Lo relevante respecto de la cuestión planteada en el párrafo inicial es que, de un tiempo a esta parte, los discursos neoliberales fueron restándole importancia a las impugnaciones contra la democracia hasta hacerlas casi desaparecer. Ante el registro de esta llamativa transformación, se imponen las siguientes preguntas: ¿Qué fue lo que se modificó? ¿El neoliberalismo dejó de ver un obstáculo en el ejercicio de la soberanía por parte de las mayorías? ¿O bien las lógicas de funcionamiento de las democracias fueron desplazándose hasta sintonizar con la impronta neoliberal? 

Ya desde comienzos de la década de 1990, en el marco del Consenso de Washington, los discursos neoliberales impulsaron reformas que tuvieron por objetivo convertir al Estado en una empresa proveedora de servicios y al ciudadano en un cliente-consumidor. Se buscó difundir los principios de la competencia a partir de la desregulación de los “monopolios estatales”. Desde la expansión de esas lógicas, los funcionarios de todos los niveles se sintieron obligados a presentar resultados cuantificables y mensurables. Lo que esto provocó fue que nada se gestionara si no podía convertirse en noticia, acto proselitista o posteo de red social. 

Era sólo cuestión de tiempo para que estas reformas direccionadas en primera instancia a la administración pública permearan las dinámicas de la representación electoral. Este parece ser el punto en el que nos encontramos hoy. Las acciones gubernamentales se reducen a competir por la atención del público, pugnar por lugares de visibilidad, escalar posiciones en los rankings de imagen positiva. La batalla por la visibilidad se ha universalizado: la pugna se produce entre diferentes espacios partidarios tanto como al interior de cada fuerza electoral. La competencia constante y continua es la pauta que indiferencia a los representantes y los va convirtiendo en una masa amorfa que claudica ante la imposición de estos criterios. En consecuencia, las decisiones pasan cada vez menos por el ámbito de la política representativa y cada vez más por los lugares donde el poder concentrado puede manejarse sin ningún disimulo.  

Cabe aclarar, amable lector, que estas líneas no buscan establecer una prédica contra los representantes políticos en general, ni mucho menos una diatriba anti-política. Antes bien, pretenden funcionar como una advertencia: la democracia que conocíamos está dejando de dar las respuestas que de ella se esperan y se necesitan. Esto se debe a que la sociedad que ella supo organizar mutó profundamente en muchos aspectos y en muchos niveles. Y también se debe a que la democracia viene siendo vaciada de contenidos, proceso dentro del cual el neoliberalismo ha cumplido un rol muy importante. 

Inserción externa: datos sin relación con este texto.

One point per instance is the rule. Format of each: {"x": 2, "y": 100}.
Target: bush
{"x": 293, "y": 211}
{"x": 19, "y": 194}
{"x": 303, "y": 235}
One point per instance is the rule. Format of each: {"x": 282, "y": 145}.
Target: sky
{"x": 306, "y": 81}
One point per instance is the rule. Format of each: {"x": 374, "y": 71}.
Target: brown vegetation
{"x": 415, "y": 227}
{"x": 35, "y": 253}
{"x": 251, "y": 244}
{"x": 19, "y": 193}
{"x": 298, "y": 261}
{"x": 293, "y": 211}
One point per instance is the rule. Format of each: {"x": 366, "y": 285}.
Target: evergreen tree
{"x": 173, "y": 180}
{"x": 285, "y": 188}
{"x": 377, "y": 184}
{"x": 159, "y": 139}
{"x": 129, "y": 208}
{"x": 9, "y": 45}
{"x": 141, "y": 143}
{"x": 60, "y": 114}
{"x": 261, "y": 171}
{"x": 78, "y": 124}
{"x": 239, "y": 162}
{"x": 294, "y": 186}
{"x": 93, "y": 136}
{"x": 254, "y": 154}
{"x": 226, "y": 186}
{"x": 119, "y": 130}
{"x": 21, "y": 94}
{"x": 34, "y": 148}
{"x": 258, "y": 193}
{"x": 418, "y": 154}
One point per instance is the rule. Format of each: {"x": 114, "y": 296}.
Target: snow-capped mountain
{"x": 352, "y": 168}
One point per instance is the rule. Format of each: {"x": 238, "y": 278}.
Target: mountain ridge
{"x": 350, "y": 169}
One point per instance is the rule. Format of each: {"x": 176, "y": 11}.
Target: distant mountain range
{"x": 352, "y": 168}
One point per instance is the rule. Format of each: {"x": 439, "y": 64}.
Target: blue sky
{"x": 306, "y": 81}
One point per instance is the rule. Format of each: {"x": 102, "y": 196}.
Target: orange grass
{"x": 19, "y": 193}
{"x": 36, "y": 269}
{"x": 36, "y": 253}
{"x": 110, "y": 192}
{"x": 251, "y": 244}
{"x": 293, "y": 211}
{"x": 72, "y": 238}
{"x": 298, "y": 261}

Ante este cuadro de situación, será vital no dar a la democracia por perdida y repensar las distancias entre la democracia real –aquella que tenemos–, la democracia ideal –aquella que queremos– y la democracia efectiva –aquella que podríamos llegar a construir como forma de disputar la distribución de los recursos–. Para esto último resultará fundamental comprender que en un país en el que 20 empresas concentran el 74% de la facturación de consumos básicos, y en un mundo en donde el 1% de la población posee el 45% de la riqueza, la democracia se convierte para las mayorías en una cuestión de supervivencia.